Место постройки церкви было выбрано не случайно. В давние времена устье реки Д**** являлось своеобразными судоходными воротами в N-ской области. Взору всех заезжих купцов открывалась удивительная, наполненная гармонией картина – белокаменная церковь, возвышающаяся над деревней на высоком холме. Ныне же река изменила свое русло.

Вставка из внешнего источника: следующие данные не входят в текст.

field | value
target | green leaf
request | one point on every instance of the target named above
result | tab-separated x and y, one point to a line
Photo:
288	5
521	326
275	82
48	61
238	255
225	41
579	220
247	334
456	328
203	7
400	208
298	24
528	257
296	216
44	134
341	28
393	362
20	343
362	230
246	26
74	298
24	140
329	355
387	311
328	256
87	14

Триаст любил приходить сюда. Возможно, для вампира это звучит немного странно, но это правда. Ему нравилось приходить в церковь, где висел плотный купол грехов человеческих. Их под силу ощутить лишь нелюдям. Эти грехи толпились, визжали, дрались и прыгали по святым образам. Вампира они приветствовали как высшего по социальному положению и расступались перед ним, склонившись в подобострастном поклоне. Триаст брезгливо скривил губы и повелительно махнул кистью. Грехи мгновенно скрылись с глаз господина, очистив среднюю часть церкви. Широкие грубые скамьи, стоящие возле стен с фресками немного портили внешнюю торжественность святого места.
Триаст прошагал по нефу*, намеренно делая поступь более громоздкой, чтобы его услышали. Вскоре из боковой дверцы вынырнул тихий прислужник и вопросительно взглянул на грозного господина. На его лице была заметна подобострастная услужливость, присущая людям низких чинов. Триаст склонил голову и тихо сказал:
– Я пришел исповедаться к отцу Марку.
Прислужник также безмолвно исчез в недрах церкви.

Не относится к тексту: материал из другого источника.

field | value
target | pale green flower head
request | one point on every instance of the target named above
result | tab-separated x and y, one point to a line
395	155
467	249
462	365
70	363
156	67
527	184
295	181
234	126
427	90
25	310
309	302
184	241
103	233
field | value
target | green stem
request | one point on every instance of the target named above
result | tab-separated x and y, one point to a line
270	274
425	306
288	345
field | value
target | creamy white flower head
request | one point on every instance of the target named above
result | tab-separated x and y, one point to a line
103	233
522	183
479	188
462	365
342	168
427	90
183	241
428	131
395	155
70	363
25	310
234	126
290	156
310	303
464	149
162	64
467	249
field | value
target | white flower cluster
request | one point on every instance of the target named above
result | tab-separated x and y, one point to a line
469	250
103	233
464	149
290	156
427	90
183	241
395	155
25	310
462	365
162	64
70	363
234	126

Этого странного человека здесь знали уже давно. Он приходил лишь ночью, раз в месяц, и исповедовался только перед отцом Марком. Их беседа длилась недолго: ровно 45 минут, как школьный урок. А после этого вежливый господин тихо исчезал и появлялся уже в следующем месяцем. Среди послушников и монахов прошел слух, что велики прегрешения сего человека и не может он их искупить лишь одной беседой и покаянием. А, может, он совершает грехи до сих пор, приходя в церковь лишь для замаливания старых грехов, и идет на свершение новых. Говорили даже, что отец Марк принял на себя все прегрешения этого господина. Однажды ему, Николаю, удалось услышать имя этого странного человека – Триаст. Нечистое и неизвестное имя, что же говорить про его обладателя?

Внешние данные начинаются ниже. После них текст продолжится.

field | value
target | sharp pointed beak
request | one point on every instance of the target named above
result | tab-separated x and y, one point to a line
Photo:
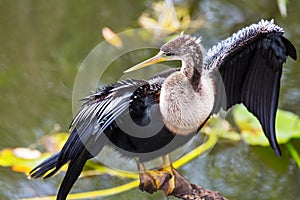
156	59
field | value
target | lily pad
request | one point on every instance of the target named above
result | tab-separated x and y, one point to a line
287	126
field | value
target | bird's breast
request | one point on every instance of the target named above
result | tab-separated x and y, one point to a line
183	109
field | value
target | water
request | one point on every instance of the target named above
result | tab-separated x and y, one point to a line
42	46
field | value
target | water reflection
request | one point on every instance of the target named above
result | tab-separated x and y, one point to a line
42	45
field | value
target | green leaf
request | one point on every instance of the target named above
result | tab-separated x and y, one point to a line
287	126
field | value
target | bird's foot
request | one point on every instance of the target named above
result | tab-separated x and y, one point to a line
158	179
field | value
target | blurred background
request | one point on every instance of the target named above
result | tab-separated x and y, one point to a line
43	44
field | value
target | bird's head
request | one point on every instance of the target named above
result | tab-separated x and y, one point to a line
183	47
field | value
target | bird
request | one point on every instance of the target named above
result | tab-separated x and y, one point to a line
246	66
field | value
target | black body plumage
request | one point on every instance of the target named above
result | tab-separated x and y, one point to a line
250	66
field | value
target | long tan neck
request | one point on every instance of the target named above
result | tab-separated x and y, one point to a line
183	108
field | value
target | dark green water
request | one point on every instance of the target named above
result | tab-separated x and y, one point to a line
42	46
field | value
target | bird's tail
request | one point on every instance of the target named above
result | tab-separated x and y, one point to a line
76	153
47	165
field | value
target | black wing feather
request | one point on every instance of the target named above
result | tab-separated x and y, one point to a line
250	65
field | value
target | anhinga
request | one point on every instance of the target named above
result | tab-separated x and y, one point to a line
250	64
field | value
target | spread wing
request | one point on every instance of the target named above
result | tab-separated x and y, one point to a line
250	64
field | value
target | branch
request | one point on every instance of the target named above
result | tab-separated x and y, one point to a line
188	191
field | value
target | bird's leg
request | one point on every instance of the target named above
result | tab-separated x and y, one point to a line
170	185
157	179
151	180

Вскоре прислужник привел отца Марка. Это был пожилой и всеми уважаемый человек. Его седые волосы всегда находились в небольшом беспорядке, что придавало ему немного растерянный и невинный вид. Добрые, с морщинками в уголках глаза были карими. Хоть их яркий цвет к старости немного выцвел, небольшой огонек горел в них, притягивая взгляд. Прямой нос выказывал живой ум этого необыкновенного человека и тягу к новым знаниям. Ему было не место в церкви, которая погрязла в пороке.